Le discriminazioni denunciate

Photo Credits ilrestodelcarlino.it
Da sinistra, Federica Chiarentini e Sara Silvestrini con l’avvocato Alfonso Gaudenzi

Sara Silvestrini, ora una donna di 40 anni, era all’epoca della denuncia una dipendente di uno dei supermercati Lidl di Massa Lombarda. In particolare Sara ricopriva il ruolo di magazziniera. Purtroppo per lei però la sua vita all’interno della catena di supermercati non fu facile come sperava. Questo non per la fatica che il lavoro in sé richiedeva, ma per il trattamento che diversi colleghi come anche diversi suoi superiori le riservavano quotidianamente sul posto di lavoro. La donna è stata sottoposta a diversi generi di maltrattamento, insulti ed umiliazioni sia da parte dei singoli che in gruppo a causa del suo orientamento sessuale. In particolare l’ex dipendente ha lamentato turni di notte tra camionisti molesti, verso i quali le era stato detto di “essere gentile”, reperibilità a qualsiasi ora, rimproveri e squallide battute ovviamente a sfondo sessuale. La fine di questa forma di bullismo arriva solo con il licenziamento di Sara nel 2015.

Sara non ha mai voluto rinunciare però alla sua libertà né tantomeno accettare che il suo essere la limitasse in alcun modo.

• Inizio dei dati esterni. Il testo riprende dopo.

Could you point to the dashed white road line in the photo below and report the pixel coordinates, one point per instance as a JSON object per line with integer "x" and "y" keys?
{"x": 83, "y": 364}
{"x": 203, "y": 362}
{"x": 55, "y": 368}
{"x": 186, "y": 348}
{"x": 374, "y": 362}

Così, conta stessa tenacia con la quale affrontava a testa alta ogni forma di discriminazione omofoba subita, l’ex dipendente ha impugnato il suo licenziamento e dopo ben sette anni di cause legali ha ottenuto giustizia per lei ma anche per tutti coloro che si rivedono nella sua esperienza. La denuncia, fatta dalla Silvestrini nel lontano 2015, riguardava descriveva le insostenibili condizioni di lavoro alle quali era costretta, citando spinte, insulti, umiliazioni di fronte ai colleghi, azioni che le avevano causato disturbi da panico per i quali aveva dovuto assumere alcuni farmaci ed anche iniziare un percorso con una psicoterapeuta.

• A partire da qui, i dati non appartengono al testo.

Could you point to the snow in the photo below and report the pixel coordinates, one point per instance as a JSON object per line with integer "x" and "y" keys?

Dopo sette anni, arriva la sentenza

Il Tribunale di Ravenna ha finalmente condannato quattro degli ex superiori di Sara Silvestrini: nello specifico il giudice ha colpito il caporeparto, il procuratore speciale della ditta, i coordinatori regionali dell’amministrazione e della logistica. È stata invece riconosciuta come responsabile civile la Lidl per intero, la quale è ora chiamata a risarcire la donna per una somma di 30mila euro a causa delle innumerevoli vessazioni subite sul posto di lavoro per la sua omosessualità.

«È molto dura quando un singolo si trova davanti a una società così potente» ha raccontato Sara ai media dopo la sentenza. “Quando impugnai il licenziamento, in cambio di 15mila euro cercarono di farmi firmare una liberatoria tombale, col tramite del sindacato, che liberava tutti da pretese e accuse. Capisco la Lidl, ma il sindacato… Così lasciai la Cgil, cambiai avvocato e ottenni 28mila euro, mentre la parte penale è andata avanti”.

Sara si è poi anche sentita di commentare il movente dietro quegli abusi che l’hanno tormentata per anni. “Non posso dire con certezza che la mia omosessualità c’entri qualcosa. Certamente, chiedermi di essere più “carina e disponibile” con i camionisti quando era risaputo che sono lesbica, mi è molto pesato. Ma questo, in quanto donna, mi avrebbe infastidito a prescindere dalla mia omosessualità. La mia speranza è solo che questa sentenza possa essere d’aiuto a chiunque subisca angherie pesanti e umilianti sul posto di lavoro”.